If unseasonal rains spread over three to four days bring misery to Bengaluru, one can easily imagine the havoc the city will have to face with the impending onset of the monsoon. Chief Minister Basavaraj Bommai recently blamed the unusually heavy downpour last week for flooding in many areas, but the bigger, and persistent, question is, why is the BBMP woefully unprepared, year after year? A template has been set over the past two decades, with every successive Chief Minister visiting rain-hit areas after the fact and announcing a slew of measures to prevent flooding in the future, only to forget about it until next year’s downpour. This time, Bommai has said that the government will take an integrated approach to developing stormwater drains at a cost of Rs 1,600 crore. One of the elementary tasks of the BBMP is to desilt primary, secondary and tertiary drains during the summer to ensure the smooth flow of water during the monsoon. But according to the Chief Minister’s own admission, in HBR Layout, for instance, accumulation of silt had clogged the stormwater drain (SWD) over a length of about 2.5 km. This is pretty much the state of most other drains in the city, too. The Chief Engineer in charge of SWD, R Suguna, who was posted merely six months ago, has been transferred, but things are unlikely to improve unless the jurisdictional engineers are held to account.
Even the best-planned cities in the world face floods and water-logging during extreme rains, but in Bengaluru the problem is purely BBMP-made – one of bad planning and execution. The time taken for rainwater to recede depends on various factors. For one, the natural contours of the city that helped drain rainwater into the lakes have been tampered with beyond repair. Worse, the water bodies themselves have been encroached upon. The concretisation of the city, especially with the white-topping of roads, leaves little scope for water to percolate into the ground. The unscientific planning of roads, where in many areas the drains are at a higher level, also leads to flooding and stagnation.

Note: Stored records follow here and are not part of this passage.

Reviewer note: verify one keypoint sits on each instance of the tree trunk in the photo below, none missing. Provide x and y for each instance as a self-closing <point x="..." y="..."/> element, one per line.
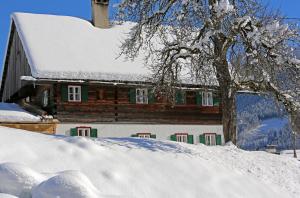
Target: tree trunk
<point x="293" y="120"/>
<point x="229" y="117"/>
<point x="228" y="95"/>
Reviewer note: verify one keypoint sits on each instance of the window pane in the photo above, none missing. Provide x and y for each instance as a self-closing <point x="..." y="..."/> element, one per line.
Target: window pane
<point x="71" y="97"/>
<point x="77" y="97"/>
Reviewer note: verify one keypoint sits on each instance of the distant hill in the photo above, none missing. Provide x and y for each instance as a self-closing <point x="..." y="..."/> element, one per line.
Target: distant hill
<point x="262" y="121"/>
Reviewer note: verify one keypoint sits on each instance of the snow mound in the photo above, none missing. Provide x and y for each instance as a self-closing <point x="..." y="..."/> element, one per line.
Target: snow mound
<point x="2" y="195"/>
<point x="141" y="168"/>
<point x="67" y="184"/>
<point x="10" y="112"/>
<point x="18" y="180"/>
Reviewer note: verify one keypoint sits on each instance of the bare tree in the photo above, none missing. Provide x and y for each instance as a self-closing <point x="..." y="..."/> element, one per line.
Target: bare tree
<point x="196" y="39"/>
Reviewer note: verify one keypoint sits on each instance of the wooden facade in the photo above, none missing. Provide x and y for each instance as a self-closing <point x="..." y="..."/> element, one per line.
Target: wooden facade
<point x="101" y="102"/>
<point x="113" y="104"/>
<point x="15" y="66"/>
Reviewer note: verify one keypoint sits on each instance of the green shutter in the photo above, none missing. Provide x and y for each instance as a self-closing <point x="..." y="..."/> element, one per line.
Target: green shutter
<point x="84" y="93"/>
<point x="219" y="139"/>
<point x="73" y="132"/>
<point x="151" y="96"/>
<point x="94" y="133"/>
<point x="173" y="138"/>
<point x="199" y="98"/>
<point x="132" y="96"/>
<point x="202" y="139"/>
<point x="216" y="101"/>
<point x="190" y="139"/>
<point x="180" y="97"/>
<point x="64" y="93"/>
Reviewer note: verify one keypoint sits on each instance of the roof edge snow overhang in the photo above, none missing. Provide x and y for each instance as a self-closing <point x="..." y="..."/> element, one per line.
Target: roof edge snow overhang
<point x="12" y="29"/>
<point x="113" y="82"/>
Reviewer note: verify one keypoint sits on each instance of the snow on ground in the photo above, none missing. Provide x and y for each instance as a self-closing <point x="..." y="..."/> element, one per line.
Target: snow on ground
<point x="10" y="112"/>
<point x="127" y="168"/>
<point x="290" y="153"/>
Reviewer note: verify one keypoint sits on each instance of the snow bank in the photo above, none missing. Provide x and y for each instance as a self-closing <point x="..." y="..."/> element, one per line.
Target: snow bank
<point x="2" y="195"/>
<point x="290" y="153"/>
<point x="67" y="184"/>
<point x="10" y="112"/>
<point x="131" y="167"/>
<point x="18" y="180"/>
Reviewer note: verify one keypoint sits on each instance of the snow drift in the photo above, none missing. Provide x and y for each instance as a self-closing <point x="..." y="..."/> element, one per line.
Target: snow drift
<point x="128" y="167"/>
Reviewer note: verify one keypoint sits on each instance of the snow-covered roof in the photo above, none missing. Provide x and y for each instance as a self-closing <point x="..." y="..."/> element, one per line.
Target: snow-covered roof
<point x="10" y="112"/>
<point x="64" y="47"/>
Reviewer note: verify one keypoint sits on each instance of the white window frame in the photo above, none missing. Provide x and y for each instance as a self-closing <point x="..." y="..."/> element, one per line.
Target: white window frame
<point x="144" y="135"/>
<point x="182" y="138"/>
<point x="210" y="139"/>
<point x="45" y="98"/>
<point x="85" y="131"/>
<point x="73" y="93"/>
<point x="141" y="98"/>
<point x="207" y="99"/>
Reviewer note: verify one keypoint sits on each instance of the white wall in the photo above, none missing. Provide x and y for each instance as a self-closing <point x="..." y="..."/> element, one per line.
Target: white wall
<point x="162" y="131"/>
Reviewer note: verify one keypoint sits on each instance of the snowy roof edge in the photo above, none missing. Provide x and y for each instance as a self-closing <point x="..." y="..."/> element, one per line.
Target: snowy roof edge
<point x="5" y="52"/>
<point x="26" y="50"/>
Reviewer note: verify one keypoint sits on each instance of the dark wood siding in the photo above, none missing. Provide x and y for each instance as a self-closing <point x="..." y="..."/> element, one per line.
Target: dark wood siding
<point x="15" y="66"/>
<point x="111" y="104"/>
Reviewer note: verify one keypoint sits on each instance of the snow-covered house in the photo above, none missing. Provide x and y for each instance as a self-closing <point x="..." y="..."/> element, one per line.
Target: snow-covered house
<point x="69" y="68"/>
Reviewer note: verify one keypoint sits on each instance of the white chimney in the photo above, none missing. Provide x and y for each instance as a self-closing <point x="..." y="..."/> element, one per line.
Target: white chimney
<point x="100" y="13"/>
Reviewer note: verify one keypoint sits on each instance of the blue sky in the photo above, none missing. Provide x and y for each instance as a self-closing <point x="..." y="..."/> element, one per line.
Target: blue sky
<point x="81" y="8"/>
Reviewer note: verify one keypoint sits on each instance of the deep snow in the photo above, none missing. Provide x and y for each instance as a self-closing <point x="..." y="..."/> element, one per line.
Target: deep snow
<point x="49" y="166"/>
<point x="10" y="112"/>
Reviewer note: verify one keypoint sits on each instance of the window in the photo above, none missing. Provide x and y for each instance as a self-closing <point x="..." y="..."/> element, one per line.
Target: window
<point x="45" y="99"/>
<point x="102" y="1"/>
<point x="141" y="96"/>
<point x="181" y="138"/>
<point x="74" y="93"/>
<point x="144" y="135"/>
<point x="210" y="139"/>
<point x="207" y="99"/>
<point x="84" y="131"/>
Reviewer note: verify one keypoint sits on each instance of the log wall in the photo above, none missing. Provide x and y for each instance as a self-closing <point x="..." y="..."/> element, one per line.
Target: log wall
<point x="111" y="104"/>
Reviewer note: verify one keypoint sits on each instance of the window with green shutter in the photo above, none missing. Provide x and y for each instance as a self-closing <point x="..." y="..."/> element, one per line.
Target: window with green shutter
<point x="190" y="139"/>
<point x="64" y="93"/>
<point x="202" y="139"/>
<point x="199" y="98"/>
<point x="73" y="132"/>
<point x="216" y="101"/>
<point x="218" y="139"/>
<point x="180" y="97"/>
<point x="173" y="138"/>
<point x="84" y="93"/>
<point x="94" y="133"/>
<point x="132" y="96"/>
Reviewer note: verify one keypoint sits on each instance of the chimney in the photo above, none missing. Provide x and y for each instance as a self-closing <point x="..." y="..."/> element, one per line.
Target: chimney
<point x="100" y="13"/>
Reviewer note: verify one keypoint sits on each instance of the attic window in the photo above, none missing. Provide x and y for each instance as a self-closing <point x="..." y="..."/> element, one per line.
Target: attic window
<point x="141" y="96"/>
<point x="207" y="99"/>
<point x="74" y="93"/>
<point x="84" y="131"/>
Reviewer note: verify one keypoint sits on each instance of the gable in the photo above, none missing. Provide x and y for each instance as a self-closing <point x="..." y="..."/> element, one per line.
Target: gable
<point x="15" y="66"/>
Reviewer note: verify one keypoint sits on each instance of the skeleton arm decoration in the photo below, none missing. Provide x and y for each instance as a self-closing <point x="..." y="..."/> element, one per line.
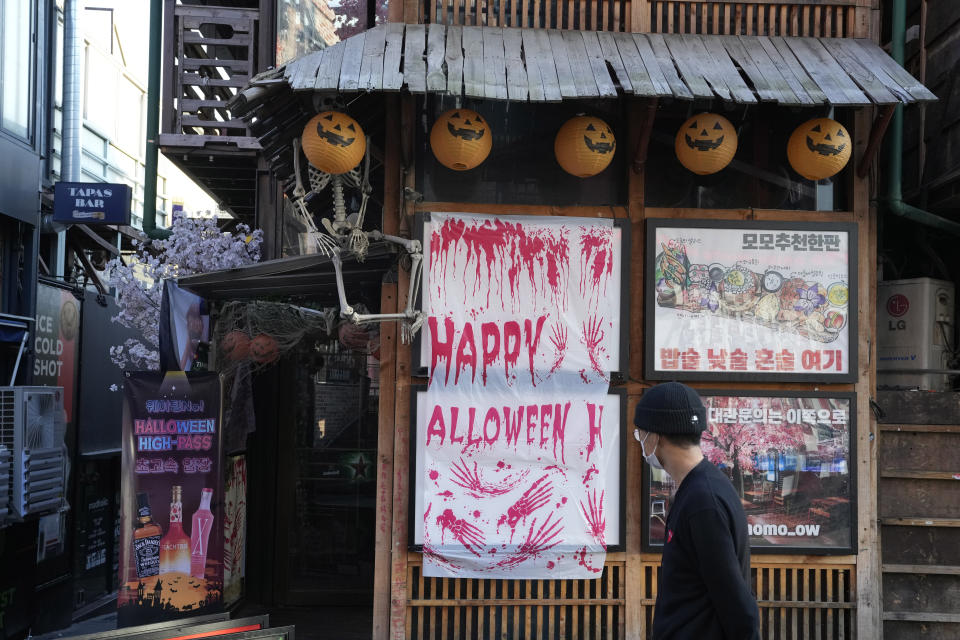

What happened when it rained last week is nothing new. It has occurred almost every year for over two decades, and it will happen again. Instead of merely issuing statements, the Chief Minister should appoint a panel of reputed urban planning experts who will help evolve a permanent solution to the monsoon flooding and associated problems while taking into account that climate change is here and extreme weather events, including extreme rains, are going to be the order of the day.